Ativistas e famílias de vítimas da tragédia em Mariana temem impunidade

Representantes de movimentos e integrantes de comissões se disseram surpresos com a medida judicial que suspende ação criminal

MARCO ANTÔNIO CARVALHO, O Estado de S. Paulo

07 Agosto 2017 | 22h32

A reação de ativistas e pessoas diretamente afetadas foi de indignação diante de decisão da Justiça Federal de suspender a ação criminal da maior tragédia ambiental do Brasil: o rompimento da barragem de Fundão, que provocou a morte de 19 pessoas e soterrou o distrito de Bento Rodrigues, na região de Mariana, em novembro de 2015.

Representantes de movimentos e integrantes de comissões se disseram surpresos com a medida judicial, que, para eles, demonstra impunidade em relação ao rompimento da barragem. 

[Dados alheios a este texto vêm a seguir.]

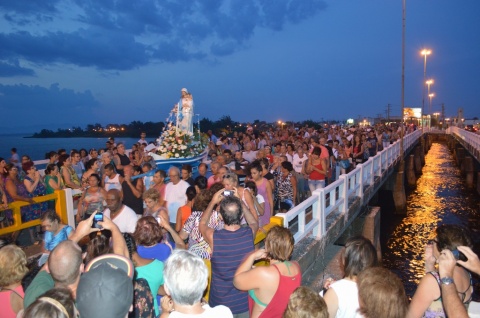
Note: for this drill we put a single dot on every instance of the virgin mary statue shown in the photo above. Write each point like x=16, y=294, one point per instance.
x=185, y=112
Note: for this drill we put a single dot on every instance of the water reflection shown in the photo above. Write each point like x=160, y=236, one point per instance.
x=439, y=198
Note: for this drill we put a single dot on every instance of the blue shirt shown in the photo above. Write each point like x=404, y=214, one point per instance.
x=51, y=241
x=229, y=249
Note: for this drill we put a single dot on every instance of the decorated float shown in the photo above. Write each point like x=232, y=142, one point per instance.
x=179, y=144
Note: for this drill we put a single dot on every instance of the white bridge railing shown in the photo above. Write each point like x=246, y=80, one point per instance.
x=470, y=138
x=338, y=196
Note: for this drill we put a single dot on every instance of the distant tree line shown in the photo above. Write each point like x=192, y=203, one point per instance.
x=153, y=129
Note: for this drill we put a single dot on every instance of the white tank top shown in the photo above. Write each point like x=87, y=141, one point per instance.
x=113, y=183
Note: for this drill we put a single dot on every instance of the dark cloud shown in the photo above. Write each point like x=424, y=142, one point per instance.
x=100, y=49
x=126, y=34
x=29, y=6
x=13, y=68
x=30, y=103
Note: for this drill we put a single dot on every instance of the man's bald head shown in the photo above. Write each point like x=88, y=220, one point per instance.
x=64, y=263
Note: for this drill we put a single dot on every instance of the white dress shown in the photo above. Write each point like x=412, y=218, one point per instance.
x=185, y=121
x=215, y=312
x=347, y=294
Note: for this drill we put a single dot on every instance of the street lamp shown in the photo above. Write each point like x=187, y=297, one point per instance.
x=430, y=95
x=424, y=52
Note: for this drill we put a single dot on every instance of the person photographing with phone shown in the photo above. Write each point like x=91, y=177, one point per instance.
x=428, y=297
x=447, y=262
x=232, y=243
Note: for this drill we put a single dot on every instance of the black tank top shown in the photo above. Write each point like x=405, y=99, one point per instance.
x=129, y=199
x=124, y=161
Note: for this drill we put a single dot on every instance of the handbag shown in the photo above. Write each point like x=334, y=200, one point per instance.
x=344, y=164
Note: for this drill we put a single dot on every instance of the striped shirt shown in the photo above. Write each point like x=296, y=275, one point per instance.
x=229, y=249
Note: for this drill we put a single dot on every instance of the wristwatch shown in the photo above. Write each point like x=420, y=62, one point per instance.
x=447, y=280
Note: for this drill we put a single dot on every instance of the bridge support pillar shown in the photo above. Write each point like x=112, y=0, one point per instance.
x=399, y=198
x=424, y=148
x=478, y=182
x=411, y=177
x=469, y=170
x=418, y=160
x=371, y=230
x=460, y=154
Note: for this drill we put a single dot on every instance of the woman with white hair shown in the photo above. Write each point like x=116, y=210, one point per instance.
x=186, y=278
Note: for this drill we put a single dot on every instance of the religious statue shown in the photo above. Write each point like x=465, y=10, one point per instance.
x=184, y=110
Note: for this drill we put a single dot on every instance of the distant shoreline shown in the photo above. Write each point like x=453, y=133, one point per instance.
x=82, y=136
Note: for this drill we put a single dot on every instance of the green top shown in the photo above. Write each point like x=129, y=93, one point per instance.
x=50, y=190
x=251, y=292
x=153, y=274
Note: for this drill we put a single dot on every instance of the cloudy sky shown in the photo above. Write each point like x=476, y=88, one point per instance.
x=73, y=62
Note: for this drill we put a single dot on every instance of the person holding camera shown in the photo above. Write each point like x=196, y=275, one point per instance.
x=229, y=246
x=427, y=300
x=447, y=262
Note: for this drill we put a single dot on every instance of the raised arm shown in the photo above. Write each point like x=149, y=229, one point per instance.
x=207, y=232
x=176, y=238
x=250, y=218
x=246, y=277
x=119, y=245
x=450, y=300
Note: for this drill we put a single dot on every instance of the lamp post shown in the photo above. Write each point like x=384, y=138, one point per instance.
x=424, y=52
x=430, y=96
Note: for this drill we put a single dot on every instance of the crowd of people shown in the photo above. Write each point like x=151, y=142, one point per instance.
x=144, y=240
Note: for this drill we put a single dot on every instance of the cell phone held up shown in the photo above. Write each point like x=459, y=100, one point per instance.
x=98, y=217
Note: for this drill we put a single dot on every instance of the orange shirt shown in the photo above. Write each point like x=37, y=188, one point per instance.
x=186, y=212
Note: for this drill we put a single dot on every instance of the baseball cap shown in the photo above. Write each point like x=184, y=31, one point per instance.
x=106, y=288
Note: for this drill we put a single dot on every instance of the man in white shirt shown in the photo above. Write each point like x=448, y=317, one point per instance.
x=175, y=194
x=249, y=154
x=142, y=140
x=124, y=217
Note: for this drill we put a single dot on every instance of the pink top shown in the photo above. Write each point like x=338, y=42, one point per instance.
x=7, y=311
x=262, y=189
x=278, y=304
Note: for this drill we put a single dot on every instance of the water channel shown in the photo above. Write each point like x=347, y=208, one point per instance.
x=440, y=197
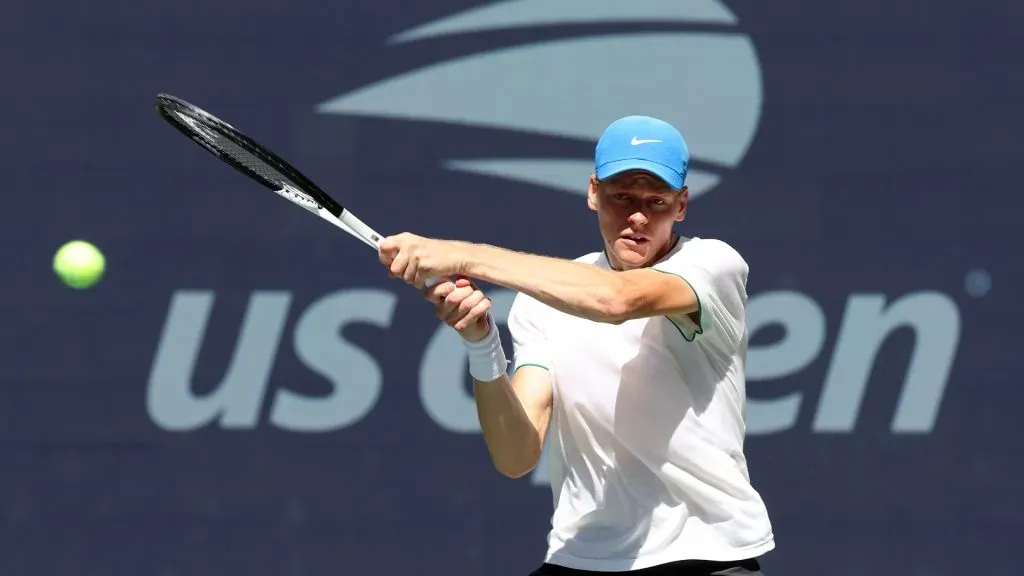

Integrante da coordenação nacional do Movimento dos Atingidos por Barragens, Joceli Andrioli disse que a Justiça trata o povo “como bobos”. “Estamos estarrecidos de ver essa completa inoperância da Justiça. Parece de fato que a tendência é se fazer vista grossa em relação a grandes empresas que cometeram o maior crime social e ambiental dos últimos tempos”, disse. 

Andrioli sustentou que as provas do processo vão muito além das escutas e são suficientes para que os acusados sejam condenados. “Espero que a sensatez retorne a esse processo porque há necessidade de punição exemplar para que fatos semelhantes não voltem a acontecer no nosso País”, completou.

A posição foi compartilhada por Thiago Alves, integrante da comissão de atingidos de Barra Longa, segunda cidade a ser afetada pela lama da barragem. “Existe um sentimento coletivo de total descrença com a Justiça e a certeza da impunidade das mineradoras. O clima é de uma grande indignação”, disse. Alves disse que cobrará do Ministério Público Federal (MPF) medidas para tentar reverter a decisão. “O mínimo que esperamos é essa responsabilização.”